Delta Lake | Data Ecosystem Wiki

Thirty Launches in Thirty Days · Read the recap →

Contents

Delta Lake

Delta Lake is Databricks' open table format. Technically open source under the Linux Foundation, it remains tightly coupled to Databricks in practice — and is being squeezed by Iceberg's rise.

Delta Lake is Databricks' open table format. It does the same job as Apache Iceberg — ACID transactions, schema evolution, time travel, and all the other warehouse-style guarantees — but on top of Parquet files. It is open source. It is governed by the Linux Foundation. And in practice, it is still a Databricks product in ways that matter.

The metaphor: Delta Lake is a filing system on top of files, written by the company that runs the biggest filing room in the world. Databricks built Delta to fix the specific pain points its customers hit on Spark.

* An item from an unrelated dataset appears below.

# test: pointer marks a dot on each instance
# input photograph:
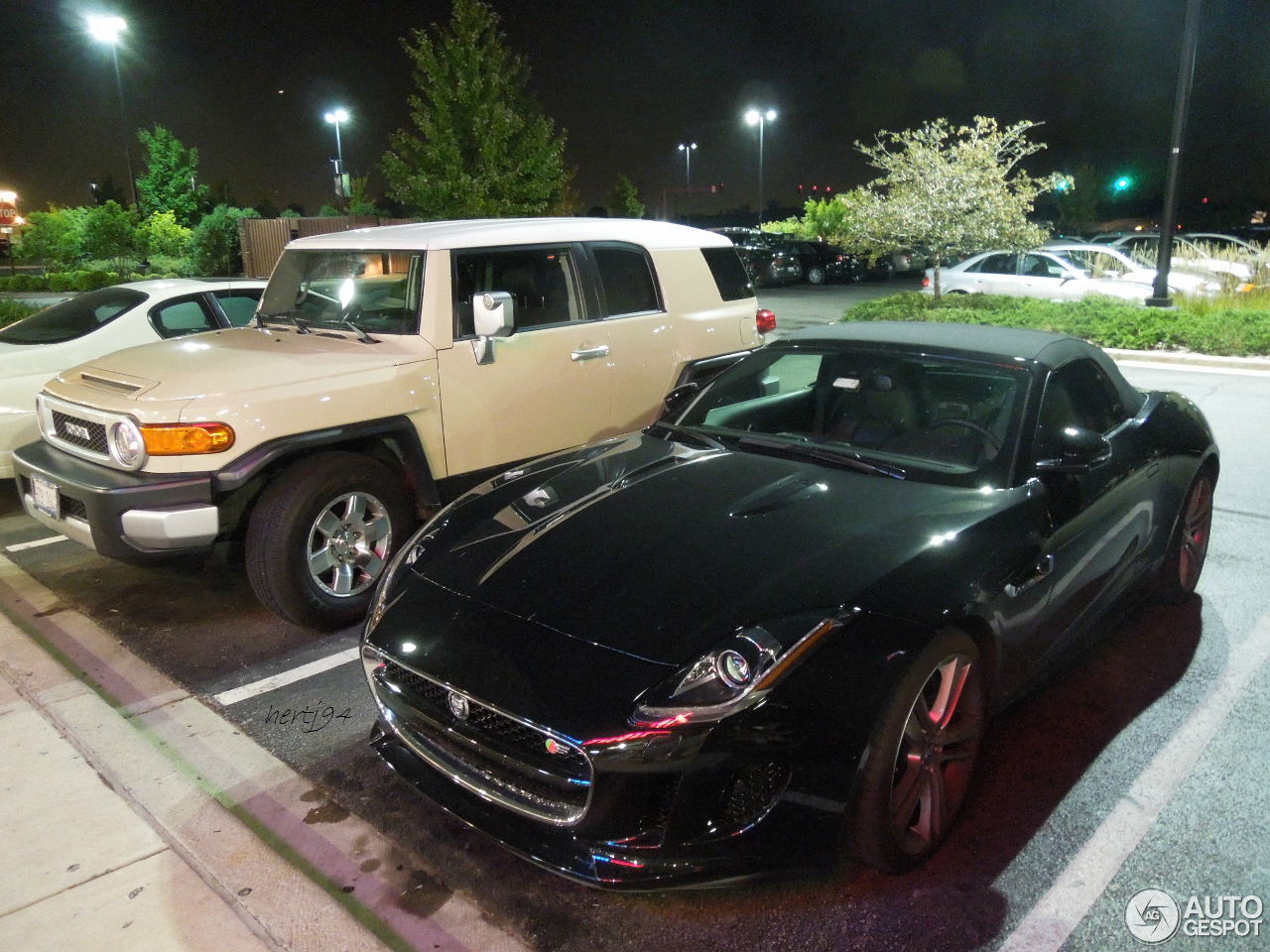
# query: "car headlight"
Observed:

That is its strength (it was shaped by real production workloads) and its weakness (it is optimized for one vendor's runtime, and non-Databricks engines have always been second-class citizens).

Origin: The Databricks Story

Databricks started as the commercial company around Apache Spark in 2013. By 2017, Databricks customers were running huge Spark workloads against Parquet files on S3 and hitting the usual data lake problems: no ACID guarantees, partial writes after failures, bad behavior under concurrent writers, and no reliable way to do updates or merges.

Databricks built an internal solution called Delta Lake to address these issues. The core idea was simple and good: maintain a transaction log — an append-only sequence of JSON files in a _delta_log/ directory alongside the Parquet data — that records every change to the table. Each commit is an atomic write to that log. Readers reconstruct the current state of the table by replaying the log. Schema changes, updates, deletes, and time travel all fall out naturally.

Delta was open-sourced in April 2019 at the Spark + AI Summit, under an Apache 2.0 license. Databricks positioned it as the foundation of a new category it called the lakehouse — a term Databricks has been promoting aggressively ever since. In 2019, Databricks donated Delta Lake to the Linux Foundation to give it a veneer of neutral governance.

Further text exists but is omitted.